Xavier University Sends More Black Students To Medical School
Via NY Times:
Today, Xavier’s campus is mostly wedged between a canal and the Pontchartrain Expressway in Gert Town, a neighborhood in the western part of New Orleans. It has some 3,000 students and consistently produces more black students who apply to and then graduate from medical school than any other institution in the country. More than big state schools like Michigan or Florida. More than elite Ivies like Harvard and Yale. Xavier is also first in the nation in graduating black students with bachelor’s degrees in biology and physics. It is among the top four institutions graduating black pharmacists. It is third in the nation in black graduates who go on to earn doctorates in science and engineering.

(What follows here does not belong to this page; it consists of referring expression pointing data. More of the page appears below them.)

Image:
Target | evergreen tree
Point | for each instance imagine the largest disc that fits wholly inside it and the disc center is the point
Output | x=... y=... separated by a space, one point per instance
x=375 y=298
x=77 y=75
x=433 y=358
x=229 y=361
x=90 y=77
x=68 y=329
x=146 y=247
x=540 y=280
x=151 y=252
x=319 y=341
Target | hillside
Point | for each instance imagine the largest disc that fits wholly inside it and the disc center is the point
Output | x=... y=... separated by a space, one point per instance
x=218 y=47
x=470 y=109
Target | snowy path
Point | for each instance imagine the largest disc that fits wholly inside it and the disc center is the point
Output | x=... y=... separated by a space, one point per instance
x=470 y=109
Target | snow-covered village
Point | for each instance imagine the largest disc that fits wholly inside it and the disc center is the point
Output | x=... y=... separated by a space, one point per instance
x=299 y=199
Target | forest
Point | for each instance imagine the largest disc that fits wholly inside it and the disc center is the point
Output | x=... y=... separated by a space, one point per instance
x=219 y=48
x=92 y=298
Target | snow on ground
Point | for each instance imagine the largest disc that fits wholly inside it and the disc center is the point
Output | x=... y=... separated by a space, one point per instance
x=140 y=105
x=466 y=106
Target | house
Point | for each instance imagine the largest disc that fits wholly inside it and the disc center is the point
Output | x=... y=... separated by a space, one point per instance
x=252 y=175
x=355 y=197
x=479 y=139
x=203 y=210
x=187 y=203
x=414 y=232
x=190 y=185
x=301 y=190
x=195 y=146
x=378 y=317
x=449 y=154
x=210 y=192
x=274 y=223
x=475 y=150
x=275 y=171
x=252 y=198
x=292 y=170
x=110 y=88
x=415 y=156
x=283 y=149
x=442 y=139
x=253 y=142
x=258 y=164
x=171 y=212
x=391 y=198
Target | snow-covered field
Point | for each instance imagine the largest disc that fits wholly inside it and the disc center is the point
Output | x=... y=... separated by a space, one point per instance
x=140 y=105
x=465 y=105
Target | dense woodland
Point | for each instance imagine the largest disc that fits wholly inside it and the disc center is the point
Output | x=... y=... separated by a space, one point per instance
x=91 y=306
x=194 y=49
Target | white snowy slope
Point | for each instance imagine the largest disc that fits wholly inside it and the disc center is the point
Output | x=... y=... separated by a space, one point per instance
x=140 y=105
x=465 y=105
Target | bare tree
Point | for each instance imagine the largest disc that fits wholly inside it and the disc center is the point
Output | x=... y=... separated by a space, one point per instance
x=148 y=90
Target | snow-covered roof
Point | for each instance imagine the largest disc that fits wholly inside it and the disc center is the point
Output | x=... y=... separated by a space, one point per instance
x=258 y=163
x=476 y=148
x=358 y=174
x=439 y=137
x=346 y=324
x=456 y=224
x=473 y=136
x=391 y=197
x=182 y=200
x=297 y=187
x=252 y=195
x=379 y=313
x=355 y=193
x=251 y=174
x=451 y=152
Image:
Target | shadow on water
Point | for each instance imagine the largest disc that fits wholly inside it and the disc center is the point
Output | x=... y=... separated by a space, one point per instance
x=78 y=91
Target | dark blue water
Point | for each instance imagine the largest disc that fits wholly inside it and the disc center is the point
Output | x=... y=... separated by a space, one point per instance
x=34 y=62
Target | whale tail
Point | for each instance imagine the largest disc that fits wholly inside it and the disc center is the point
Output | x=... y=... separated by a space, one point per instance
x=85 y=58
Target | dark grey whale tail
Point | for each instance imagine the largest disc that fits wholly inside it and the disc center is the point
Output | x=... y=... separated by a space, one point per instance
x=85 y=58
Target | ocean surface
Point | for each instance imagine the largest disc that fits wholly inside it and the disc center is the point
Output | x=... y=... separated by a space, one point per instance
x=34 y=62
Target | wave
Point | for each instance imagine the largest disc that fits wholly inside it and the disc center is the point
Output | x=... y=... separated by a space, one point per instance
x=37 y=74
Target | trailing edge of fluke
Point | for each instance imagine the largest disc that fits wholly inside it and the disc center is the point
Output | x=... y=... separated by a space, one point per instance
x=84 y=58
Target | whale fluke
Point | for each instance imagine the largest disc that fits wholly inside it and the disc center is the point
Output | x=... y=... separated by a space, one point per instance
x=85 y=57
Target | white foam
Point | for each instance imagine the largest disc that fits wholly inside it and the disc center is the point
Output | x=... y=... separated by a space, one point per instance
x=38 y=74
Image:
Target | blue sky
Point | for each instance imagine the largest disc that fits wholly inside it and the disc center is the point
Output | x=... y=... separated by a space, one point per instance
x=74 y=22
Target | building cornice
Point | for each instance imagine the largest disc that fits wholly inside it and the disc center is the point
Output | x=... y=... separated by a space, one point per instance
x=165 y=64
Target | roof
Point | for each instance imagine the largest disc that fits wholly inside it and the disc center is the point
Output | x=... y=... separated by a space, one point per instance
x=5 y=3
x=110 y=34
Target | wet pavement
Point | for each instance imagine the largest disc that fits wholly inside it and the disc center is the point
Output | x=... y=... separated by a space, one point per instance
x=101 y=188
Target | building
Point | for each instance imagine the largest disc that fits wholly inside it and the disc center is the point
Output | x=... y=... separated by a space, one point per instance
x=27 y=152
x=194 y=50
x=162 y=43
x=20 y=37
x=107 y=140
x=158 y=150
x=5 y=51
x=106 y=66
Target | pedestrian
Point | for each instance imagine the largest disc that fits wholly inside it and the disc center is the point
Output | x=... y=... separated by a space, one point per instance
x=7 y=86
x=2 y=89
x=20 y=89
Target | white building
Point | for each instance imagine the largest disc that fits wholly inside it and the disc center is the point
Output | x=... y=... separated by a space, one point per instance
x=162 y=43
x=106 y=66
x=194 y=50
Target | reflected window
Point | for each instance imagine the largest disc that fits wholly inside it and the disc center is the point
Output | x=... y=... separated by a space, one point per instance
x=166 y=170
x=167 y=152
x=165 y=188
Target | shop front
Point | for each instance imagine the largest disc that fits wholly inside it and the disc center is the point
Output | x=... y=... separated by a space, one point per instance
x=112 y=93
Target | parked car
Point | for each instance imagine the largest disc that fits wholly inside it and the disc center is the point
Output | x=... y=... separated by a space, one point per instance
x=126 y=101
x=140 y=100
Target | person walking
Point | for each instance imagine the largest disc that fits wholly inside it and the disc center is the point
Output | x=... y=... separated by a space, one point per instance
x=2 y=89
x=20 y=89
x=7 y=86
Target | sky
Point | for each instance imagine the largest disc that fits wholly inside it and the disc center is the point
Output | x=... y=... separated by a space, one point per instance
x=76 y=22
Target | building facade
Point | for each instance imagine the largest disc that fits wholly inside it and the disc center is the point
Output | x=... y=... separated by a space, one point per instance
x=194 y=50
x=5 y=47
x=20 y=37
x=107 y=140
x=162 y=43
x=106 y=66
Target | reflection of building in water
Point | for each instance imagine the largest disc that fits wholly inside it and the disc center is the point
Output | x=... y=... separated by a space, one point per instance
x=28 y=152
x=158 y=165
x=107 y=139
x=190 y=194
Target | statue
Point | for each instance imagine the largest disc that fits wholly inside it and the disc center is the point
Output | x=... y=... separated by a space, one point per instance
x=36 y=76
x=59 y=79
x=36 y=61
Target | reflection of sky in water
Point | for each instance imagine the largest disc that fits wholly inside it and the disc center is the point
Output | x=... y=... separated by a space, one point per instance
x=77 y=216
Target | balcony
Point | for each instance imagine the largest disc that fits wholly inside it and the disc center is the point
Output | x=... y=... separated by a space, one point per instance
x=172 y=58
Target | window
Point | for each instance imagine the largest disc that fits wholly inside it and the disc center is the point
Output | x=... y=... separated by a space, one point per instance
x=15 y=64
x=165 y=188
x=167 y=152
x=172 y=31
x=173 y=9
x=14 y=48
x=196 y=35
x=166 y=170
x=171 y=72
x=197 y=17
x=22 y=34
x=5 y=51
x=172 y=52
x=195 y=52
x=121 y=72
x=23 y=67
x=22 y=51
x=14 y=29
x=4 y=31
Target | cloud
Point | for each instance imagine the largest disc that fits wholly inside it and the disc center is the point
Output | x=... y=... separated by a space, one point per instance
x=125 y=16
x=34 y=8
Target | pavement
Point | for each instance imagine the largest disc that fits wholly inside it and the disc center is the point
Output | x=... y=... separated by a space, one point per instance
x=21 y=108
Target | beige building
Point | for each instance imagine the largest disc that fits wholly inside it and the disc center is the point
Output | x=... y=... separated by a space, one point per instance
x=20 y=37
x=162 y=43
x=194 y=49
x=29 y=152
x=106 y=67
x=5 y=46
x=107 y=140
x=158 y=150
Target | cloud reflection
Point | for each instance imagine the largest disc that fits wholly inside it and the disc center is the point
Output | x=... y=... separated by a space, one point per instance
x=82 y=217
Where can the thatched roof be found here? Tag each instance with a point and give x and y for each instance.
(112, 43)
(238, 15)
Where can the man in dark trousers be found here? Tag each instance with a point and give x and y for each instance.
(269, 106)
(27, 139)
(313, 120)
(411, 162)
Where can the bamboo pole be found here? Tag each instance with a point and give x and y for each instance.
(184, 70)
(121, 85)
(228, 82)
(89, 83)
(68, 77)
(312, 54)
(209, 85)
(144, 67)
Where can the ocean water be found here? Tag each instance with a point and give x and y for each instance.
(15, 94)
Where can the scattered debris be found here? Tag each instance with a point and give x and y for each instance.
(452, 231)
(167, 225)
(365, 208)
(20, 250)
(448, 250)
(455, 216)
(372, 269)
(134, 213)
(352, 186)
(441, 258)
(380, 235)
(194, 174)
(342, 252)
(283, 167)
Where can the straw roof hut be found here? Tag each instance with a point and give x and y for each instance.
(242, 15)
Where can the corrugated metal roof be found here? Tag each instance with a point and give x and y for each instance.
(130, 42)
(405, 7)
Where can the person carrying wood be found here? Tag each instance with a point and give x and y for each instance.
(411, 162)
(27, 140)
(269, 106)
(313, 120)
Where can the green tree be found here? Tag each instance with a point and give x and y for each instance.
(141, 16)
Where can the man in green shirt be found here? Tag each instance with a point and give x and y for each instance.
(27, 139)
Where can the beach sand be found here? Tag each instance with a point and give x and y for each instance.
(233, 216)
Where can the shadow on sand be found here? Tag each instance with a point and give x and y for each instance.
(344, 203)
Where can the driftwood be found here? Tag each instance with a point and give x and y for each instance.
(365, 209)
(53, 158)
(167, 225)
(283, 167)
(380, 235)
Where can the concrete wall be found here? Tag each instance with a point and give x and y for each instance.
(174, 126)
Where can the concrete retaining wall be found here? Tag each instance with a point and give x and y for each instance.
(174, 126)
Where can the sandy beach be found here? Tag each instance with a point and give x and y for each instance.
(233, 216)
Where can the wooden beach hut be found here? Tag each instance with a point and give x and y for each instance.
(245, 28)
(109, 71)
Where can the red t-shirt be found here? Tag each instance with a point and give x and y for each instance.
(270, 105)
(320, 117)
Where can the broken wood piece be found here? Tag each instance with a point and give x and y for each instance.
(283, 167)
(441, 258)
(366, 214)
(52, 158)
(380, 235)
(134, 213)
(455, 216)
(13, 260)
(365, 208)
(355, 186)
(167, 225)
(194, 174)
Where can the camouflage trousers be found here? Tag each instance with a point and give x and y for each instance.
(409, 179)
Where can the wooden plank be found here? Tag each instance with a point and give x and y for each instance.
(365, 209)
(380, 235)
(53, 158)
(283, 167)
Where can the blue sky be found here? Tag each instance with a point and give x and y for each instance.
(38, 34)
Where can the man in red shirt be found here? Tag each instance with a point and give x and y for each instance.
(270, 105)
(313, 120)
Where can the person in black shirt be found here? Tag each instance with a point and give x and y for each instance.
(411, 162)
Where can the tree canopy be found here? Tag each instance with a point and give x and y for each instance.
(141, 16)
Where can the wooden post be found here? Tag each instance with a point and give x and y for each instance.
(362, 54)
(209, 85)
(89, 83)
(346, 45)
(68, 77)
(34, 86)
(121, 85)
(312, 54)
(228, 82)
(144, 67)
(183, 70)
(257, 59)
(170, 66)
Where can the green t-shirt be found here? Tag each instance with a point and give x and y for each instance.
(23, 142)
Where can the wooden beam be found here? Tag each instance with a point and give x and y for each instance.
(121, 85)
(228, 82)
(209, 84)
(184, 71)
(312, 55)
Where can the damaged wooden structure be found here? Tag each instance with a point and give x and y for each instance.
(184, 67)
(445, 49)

Xavier has accomplished this without expansive, high-tech facilities — its entire science program is housed in a single complex. It has accomplished this while charging tuition that, at $19,800 a year, is considerably less than that of many private colleges and flagship public universities. It has accomplished this without filling its classrooms with the nation’s elite black students. Most of Xavier’s students are the first in their families to attend college, and more than half come from lower-income homes.
‘‘The question always comes: ‘Well, how did this happen, and why are we No.1?’ ’’ said Francis, who recently retired from Xavier after 47 years as president. We were sitting in the dining room of his stately home in the Lake Terrace neighborhood on a sweltering day in August as he thought about the answer. ‘‘We decided we could do something about it. And what we did, what our faculty did, was just plain common sense.’’
Excelling in biology and chemistry is only part of what gets students into medical school. Just as critical to Xavier’s success is the blueprint it created to help students navigate every step in the process of becoming desirable medical-school candidates. ‘‘Our formula is built on believing there is no point in time where a pre-med student at this university shouldn’t know what they ought to be doing to get into medical school,’’ Quo Vadis Webster, Xavier’s current pre-med adviser, told me. By the end of the first semester, Johnson and other pre-med students needed to turn in the first of many personal statements that were critiqued by the university’s writing center. These essays, written and rewritten several times, would eventually become the ones included in their medical-school applications.
It’s not a secret that this country needs more doctors of color and Black medical staff, so what Xavier is doing is quite exemplary! Discuss.